GAA clubs in Mayo have voted overwhelmingly in favour of a motion which will attempt to stop payments to managers.
Delegates at last Wednesday’s County Board meeting in McHale Park, Castlebar were presented with the three options compiled by GAA Director General Paraic Duffy in his report on the issue of payments to managers.
The vast majority voted for Option Two, which calls for rigorous enforcement of the existing rules on amateur status in the GAA, and the establishment of a registration and audit board in Croke Park to police the situation.
Only two clubs — Davitts and Garrymore — voted in favour of Option 3, that payment to managers are allowed, while Option 1, that the status quo continue, was not put to the floor after nobody spoke in favour of it. A number of clubs were also absent on the night.

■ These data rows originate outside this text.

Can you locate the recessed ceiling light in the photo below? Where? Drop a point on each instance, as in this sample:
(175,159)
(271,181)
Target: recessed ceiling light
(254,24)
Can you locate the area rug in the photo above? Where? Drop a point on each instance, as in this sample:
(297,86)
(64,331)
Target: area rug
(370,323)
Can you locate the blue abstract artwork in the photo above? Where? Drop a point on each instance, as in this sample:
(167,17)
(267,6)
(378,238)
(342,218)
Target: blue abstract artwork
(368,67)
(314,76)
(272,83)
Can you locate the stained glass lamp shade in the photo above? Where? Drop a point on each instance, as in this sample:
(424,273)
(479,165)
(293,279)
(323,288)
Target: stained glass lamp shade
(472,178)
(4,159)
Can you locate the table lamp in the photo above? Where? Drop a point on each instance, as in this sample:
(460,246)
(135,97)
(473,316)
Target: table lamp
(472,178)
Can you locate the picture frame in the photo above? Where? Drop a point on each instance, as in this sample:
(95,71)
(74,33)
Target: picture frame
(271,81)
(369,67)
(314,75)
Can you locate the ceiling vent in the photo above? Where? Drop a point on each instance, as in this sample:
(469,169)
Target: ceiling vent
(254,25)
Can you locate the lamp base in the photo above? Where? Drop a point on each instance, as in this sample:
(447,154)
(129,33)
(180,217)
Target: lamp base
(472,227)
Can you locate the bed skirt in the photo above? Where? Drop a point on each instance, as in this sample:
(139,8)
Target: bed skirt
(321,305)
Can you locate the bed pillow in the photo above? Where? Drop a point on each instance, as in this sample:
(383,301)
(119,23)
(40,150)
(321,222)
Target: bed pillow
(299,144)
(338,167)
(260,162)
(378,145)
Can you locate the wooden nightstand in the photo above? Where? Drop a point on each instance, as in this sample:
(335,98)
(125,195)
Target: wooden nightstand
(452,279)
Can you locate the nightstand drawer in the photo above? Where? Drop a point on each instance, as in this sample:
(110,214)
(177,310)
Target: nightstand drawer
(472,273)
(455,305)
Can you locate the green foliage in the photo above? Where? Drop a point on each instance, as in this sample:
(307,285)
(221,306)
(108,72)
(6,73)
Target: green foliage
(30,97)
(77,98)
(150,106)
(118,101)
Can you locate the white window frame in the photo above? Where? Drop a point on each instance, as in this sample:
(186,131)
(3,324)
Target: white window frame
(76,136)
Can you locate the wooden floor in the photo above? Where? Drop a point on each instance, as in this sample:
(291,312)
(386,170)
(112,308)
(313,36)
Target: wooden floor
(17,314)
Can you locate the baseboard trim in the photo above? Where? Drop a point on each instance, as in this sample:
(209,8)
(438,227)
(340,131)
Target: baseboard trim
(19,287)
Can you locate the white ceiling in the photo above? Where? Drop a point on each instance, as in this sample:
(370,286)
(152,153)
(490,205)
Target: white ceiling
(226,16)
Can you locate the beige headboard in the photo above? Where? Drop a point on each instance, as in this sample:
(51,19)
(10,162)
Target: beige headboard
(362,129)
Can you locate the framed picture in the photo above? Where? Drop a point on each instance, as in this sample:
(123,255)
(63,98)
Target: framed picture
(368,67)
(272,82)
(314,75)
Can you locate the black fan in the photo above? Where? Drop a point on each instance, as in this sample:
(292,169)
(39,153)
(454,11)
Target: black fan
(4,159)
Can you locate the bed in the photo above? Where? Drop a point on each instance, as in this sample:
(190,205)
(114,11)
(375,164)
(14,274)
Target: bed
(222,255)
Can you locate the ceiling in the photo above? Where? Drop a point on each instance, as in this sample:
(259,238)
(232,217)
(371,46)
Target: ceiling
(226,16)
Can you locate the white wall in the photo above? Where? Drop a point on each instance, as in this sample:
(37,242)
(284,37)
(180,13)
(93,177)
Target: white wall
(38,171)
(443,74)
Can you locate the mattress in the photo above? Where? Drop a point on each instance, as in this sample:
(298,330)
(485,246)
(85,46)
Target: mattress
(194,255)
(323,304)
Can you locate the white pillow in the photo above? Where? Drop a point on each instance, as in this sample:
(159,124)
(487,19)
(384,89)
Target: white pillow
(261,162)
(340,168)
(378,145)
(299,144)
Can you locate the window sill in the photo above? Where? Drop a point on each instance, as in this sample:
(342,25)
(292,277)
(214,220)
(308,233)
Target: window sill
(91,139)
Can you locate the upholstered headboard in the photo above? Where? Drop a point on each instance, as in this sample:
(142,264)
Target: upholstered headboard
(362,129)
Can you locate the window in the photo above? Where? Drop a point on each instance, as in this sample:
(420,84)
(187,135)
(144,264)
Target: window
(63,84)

Mayo GAA Board Vice-Chairman Mike Connelly spoke strongly in favour of stopping perceived payments to both inter-county and club managers.
“We can’t afford to pay managers, that’s the end of the story,” said Connelly.
“Clubs must take stock. Virtually every club is struggling with finances and they must look within their ranks to find a manager. The payments thing is gone a little bit crazy. So many of us put our own time and effort into this organisation on a voluntary basis because we want to grow the organisation.
“I was involved in interviews for the appointment of the Mayo manager before last [John O’Mahony] and none of the people we spoke to mentioned money, they wanted to do the job for one reason alone, to win the All-Ireland. People will always put their name forward to manage teams because they do it to win, not for money.”
Board Treasurer JP Lambe said he had attended a meeting at Croke Park on the matter in recent weeks, along with other county board officers from around the country.
He told last week’s meeting that the suggestion was made at Croke Park that sometimes too many training sessions were being held in order to make up enough expenses for players and managers when one session during each week would be enough.
Davitts delegate Seán Higgins argued that the effort managers were putting in deserved some level of recompense.
“The amount of time that managers are putting in now is a lot. I don’t think we’re talking about a huge sum of money [to allow payments to managers]. It will be just enough to adequately compensate them for their time. People are taking weeks off work sometimes to prepare the team they manage,” he said.
Garrymore GAA club’s Peadar Higgins said that nothing is said about payments to doctors or physiotherapists. He argued that payments to managers should be regulated and no manager should be out of pocket.
County Board Chairman Paddy McNicholas said in response that physios and doctors were paid because it was ‘very important’ for player welfare that players were looked after by professional people.
Kilmovee Shamrocks’ Danny Kelly said that his club struggle as it is and they couldn’t afford to pay a manager. Their manager must come from within their own club, he added.
Ballyhaunis delegate Padraig Regan said that if payments to managers were sanctioned, it could set a very dangerous precedent for going ahead with payments to inter-county players.